Suffren se montre vite agacé d’avoir à gérer ce dossier qui n’est pas loin de ressembler à un guêpier. Le bailli tente d’abord des démarches de conciliation. À la grande prieure des chanoinesses de Malte à Tullins, il écrit une lettre accommodante mais tout en la rappelant à ses devoirs religieux : « L’esprit de l’Evangile qui respire la charité et l’union ne s’accorde guère avec les huissiers, et il me semble qu’il fallait attendre les décisions du Grand Maître sur les propositions que vous lui aviez faites[2]. » En vain. Il s’adresse aussi au premier président du Parlement de Grenoble pour « calmer les chaleurs des dames de Tullins devenues chanoinesses de Malte ou au moins celle de leurs conseils. » [3] Peine perdue. Suffren, qui veut en finir accorde de larges concessions aux chanoinesses… et se fait désavouer par le Grand Maître Rohan[4]. Peu convaincu du bien fondé pour l’Ordre de toute cette procédure et de la publicité déplorable qu’elle lui fait, il fait part sans ménagement de ses doutes à Rohan : « Ce chapitre ne sera-t-il point le voile humiliant d’une avide opération de finance pour nous ? » ou bien encore « ne donnera-t-il pas le spectacle ridicule d’une fourmilière de jeunes personnes abusant de l’état le plus libre sous l’apparence d’être chanoinesse[5] ? Suffren, qui a fait preuve dans le passé de réelles qualités de diplomate, semble, au milieu de cette affaire terriblement provinciale, nettement moins à l’aise que lorsqu’il faisait face au gouverneur néerlandais de Ceylan ou au nabab Haidar Alî… Le dossier, qui sera finalement tranché au Conseil du roi, lui est entre-temps retiré par le Grand Maître qui le confie à un envoyé spécial maltais, le chevalier de Saint-Sulpice. Le bailli en gardera des traces profondes et évoquera encore peu de temps avant sa mort « la répugnance et le dégoût qu’inspire une affaire aussi désavantageuse[6]. »

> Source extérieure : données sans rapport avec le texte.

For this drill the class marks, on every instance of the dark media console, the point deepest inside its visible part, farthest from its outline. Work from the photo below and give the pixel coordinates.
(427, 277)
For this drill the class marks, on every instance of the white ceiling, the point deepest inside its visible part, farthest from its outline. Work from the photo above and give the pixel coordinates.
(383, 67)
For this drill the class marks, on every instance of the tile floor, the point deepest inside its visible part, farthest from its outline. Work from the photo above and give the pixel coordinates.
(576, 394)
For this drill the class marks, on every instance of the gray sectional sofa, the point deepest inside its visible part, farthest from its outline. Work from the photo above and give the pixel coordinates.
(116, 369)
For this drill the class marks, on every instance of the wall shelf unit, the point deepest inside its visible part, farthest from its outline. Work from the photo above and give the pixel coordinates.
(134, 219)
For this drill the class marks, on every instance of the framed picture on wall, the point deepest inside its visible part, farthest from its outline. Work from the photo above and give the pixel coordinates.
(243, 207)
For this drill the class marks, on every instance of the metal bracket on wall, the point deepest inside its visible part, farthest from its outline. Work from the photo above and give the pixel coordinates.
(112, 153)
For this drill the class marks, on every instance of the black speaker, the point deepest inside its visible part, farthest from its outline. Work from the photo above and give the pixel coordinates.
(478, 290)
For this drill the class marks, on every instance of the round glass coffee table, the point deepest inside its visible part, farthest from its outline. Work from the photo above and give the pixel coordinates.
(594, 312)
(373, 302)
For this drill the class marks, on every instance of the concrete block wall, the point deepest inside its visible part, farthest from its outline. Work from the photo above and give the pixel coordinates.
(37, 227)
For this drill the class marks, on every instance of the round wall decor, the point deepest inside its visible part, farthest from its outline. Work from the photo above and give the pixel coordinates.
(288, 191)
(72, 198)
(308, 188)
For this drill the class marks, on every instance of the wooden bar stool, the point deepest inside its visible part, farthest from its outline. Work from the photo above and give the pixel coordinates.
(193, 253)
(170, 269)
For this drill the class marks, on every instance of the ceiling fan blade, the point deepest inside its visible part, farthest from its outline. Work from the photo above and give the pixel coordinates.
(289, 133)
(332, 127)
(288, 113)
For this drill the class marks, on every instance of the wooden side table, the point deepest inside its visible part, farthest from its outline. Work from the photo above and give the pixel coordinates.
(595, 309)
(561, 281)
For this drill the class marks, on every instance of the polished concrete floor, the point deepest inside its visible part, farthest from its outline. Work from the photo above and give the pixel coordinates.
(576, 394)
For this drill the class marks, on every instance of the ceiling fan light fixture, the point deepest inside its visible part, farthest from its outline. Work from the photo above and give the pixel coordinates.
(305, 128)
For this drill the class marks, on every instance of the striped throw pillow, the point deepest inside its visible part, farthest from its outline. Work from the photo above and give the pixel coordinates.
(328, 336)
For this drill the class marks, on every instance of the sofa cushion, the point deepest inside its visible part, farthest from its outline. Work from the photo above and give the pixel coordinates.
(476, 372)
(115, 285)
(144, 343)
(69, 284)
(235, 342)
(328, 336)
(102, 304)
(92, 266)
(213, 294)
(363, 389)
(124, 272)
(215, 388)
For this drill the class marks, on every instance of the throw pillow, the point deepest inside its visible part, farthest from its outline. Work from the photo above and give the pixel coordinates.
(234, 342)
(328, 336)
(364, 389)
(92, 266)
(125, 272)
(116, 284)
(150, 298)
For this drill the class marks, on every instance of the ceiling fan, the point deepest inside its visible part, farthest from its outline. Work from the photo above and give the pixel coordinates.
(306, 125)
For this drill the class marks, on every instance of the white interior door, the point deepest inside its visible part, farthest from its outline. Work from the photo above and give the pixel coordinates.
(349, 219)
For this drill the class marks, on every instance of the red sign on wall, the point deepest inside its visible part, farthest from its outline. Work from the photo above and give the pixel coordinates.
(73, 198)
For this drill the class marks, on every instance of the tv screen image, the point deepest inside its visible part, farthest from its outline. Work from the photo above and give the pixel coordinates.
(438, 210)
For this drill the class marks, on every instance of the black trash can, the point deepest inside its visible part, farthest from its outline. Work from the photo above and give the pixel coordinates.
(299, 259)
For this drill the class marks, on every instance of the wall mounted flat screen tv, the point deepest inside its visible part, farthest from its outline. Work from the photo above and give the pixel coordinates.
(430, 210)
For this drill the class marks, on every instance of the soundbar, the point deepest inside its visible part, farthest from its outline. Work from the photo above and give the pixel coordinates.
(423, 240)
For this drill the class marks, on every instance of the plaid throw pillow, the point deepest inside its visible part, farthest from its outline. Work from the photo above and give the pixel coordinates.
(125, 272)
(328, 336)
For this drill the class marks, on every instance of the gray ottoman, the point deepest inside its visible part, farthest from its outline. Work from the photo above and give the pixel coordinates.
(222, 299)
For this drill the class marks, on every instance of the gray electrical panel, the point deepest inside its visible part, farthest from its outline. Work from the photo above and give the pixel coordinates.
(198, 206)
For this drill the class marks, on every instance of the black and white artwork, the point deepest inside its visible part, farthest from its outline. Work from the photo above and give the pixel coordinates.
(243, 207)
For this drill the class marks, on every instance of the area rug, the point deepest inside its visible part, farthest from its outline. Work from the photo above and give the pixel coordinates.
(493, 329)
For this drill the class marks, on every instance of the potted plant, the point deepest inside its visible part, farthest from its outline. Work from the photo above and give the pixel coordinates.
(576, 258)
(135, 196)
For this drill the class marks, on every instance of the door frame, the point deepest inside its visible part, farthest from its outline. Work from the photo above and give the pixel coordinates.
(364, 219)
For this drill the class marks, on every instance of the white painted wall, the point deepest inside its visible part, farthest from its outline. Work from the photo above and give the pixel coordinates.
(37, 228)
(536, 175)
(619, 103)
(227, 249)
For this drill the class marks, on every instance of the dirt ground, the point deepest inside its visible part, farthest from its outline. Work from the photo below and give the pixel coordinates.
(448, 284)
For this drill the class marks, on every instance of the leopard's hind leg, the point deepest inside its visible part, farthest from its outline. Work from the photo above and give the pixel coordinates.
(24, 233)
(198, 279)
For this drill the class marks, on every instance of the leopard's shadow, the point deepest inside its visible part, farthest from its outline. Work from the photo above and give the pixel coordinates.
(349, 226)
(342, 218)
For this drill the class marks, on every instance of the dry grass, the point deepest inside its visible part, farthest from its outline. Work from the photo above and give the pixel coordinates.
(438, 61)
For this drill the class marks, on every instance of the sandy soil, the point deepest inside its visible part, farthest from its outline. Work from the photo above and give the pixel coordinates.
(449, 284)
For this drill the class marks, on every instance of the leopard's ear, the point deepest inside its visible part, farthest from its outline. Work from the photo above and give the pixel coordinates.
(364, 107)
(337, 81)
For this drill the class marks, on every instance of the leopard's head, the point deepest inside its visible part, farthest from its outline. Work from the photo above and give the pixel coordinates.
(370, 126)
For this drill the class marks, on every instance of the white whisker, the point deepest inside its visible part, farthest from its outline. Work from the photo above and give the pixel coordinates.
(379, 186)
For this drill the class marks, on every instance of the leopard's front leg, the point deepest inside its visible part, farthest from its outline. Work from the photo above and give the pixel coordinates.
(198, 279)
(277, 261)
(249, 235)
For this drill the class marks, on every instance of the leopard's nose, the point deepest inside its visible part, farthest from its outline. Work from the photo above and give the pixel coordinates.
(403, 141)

--Alaspada (discuter) 15 novembre 2013 à 22:22 (CET)[répondre]

  1. Monaque 2009, p. 353.
  2. Lettre du 18 mars 1786, Archives nationales, M966.
  3. Lettre du 30 mars 1786, Ibid.
  4. Lettres du 19 août 1786 et du 19 avril 1787, Archives Nationales, M962.
  5. Propos rapportés par Rohan dans sa lettre à Suffren du 19 août 1786, Ibid.
  6. Lettre du 3 juillet 1788 à Rohan, Archives Nationales, M962.